La Girola (Blog de Nicolás Doncel Villegas)

13 noviembre, 2013

Un girasol buscando el invierno

Filed under: Media cosecha — Nicolás Doncel Villegas @ 15:58

clip_image002Este mes de noviembre es mes de siembra. Ya lo hemos hecho en una de las parcelas. Las otras tendrán que esperar pues la poca agua que ha caído en este otoño ha hecho que nazca la hierba y renazca el girasol que quedó en la tierra tras la recolección del pasado verano. Habrá que cohechar, otra vez, antes de sembrar. La meteorología manda, como siempre, en esto de las tareas agrícolas. Si el otoño pasado fue asombrosamente abundante en lluvias, en éste ocurre lo contrario. Las temperaturas son primaverales y eso hace que uno pueda ver imágenes como las de la foto. Un girasol que parece haberse equivocado de solsticio, un girasol que se empeña en buscarse la vida como si el que estuviese por llegar fuese el solsticio de verano y no el del invierno. A contratiempo sobrevive cercano a la cuneta de la carretera mientras sus hermanos renacidos fueron enterrados en los surcos perfectamente delimitados por el arado. Es como un rebelde sin causa, un obstinado que trata de escapar de la rigidez normativa que la naturaleza, y su aliada la climatología, imponen a los seres vivos incapaces de trasladarse en busca de lugares que acojan su caminar a contracorriente.

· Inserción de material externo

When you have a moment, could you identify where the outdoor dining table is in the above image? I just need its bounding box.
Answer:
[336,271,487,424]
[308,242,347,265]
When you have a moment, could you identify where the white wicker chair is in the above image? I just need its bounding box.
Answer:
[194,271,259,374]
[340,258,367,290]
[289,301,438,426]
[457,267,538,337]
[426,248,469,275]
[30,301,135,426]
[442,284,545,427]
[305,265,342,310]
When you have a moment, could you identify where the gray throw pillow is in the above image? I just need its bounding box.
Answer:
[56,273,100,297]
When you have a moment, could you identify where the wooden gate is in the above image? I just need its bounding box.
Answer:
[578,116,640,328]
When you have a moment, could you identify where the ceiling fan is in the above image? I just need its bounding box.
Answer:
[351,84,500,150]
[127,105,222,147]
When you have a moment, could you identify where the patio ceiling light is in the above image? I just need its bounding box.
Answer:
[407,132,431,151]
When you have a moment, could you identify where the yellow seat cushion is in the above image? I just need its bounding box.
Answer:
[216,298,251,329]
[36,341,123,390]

Da gusto, aunque se anhele ya la tan necesaria lluvia, pasear por el campo estos días de un otoño casi primaveral. Hay tractores arando, trazando surcos como los de la fotografía, besanas casi interminables que esperan el grano. Otros se adentran entre las calles de olivos sulfatando de cobre las aceitunas que esperan el agua que las engorde en carne y rendimientos de grasa. Hay gentes que desbrozan matorrales resecos y los apiñan para que el fuego los convierta en cenizas y humo. Espantados por el crepitar de las llamaradas una bandada de gorriones busca refugio en una higuera cercana. La columna de humo provocada por la fogata se eleva altiva hacia un cielo tan azul que deslumbra como lo hacen las antiguas fachadas encaladas en primavera. Camino cerca de una de esas columnas de humo y la sombra que proyecta sobre la carretera hace que mi propia sombra de caminante se mezcle y difumine en una especie de tenebrismo de asfalto. Lo natural y lo humanizado parecen haber encontrado hoy un perfecto equilibrio. Tan solo echo en falta lo que decía Josep Pla en “La huida del tiempo”: “En otoño llueve monótona, estáticamente. Es una lluvia instalada sobre la tierra que parece caer a horas fijas.” Ojalá llegué pronto.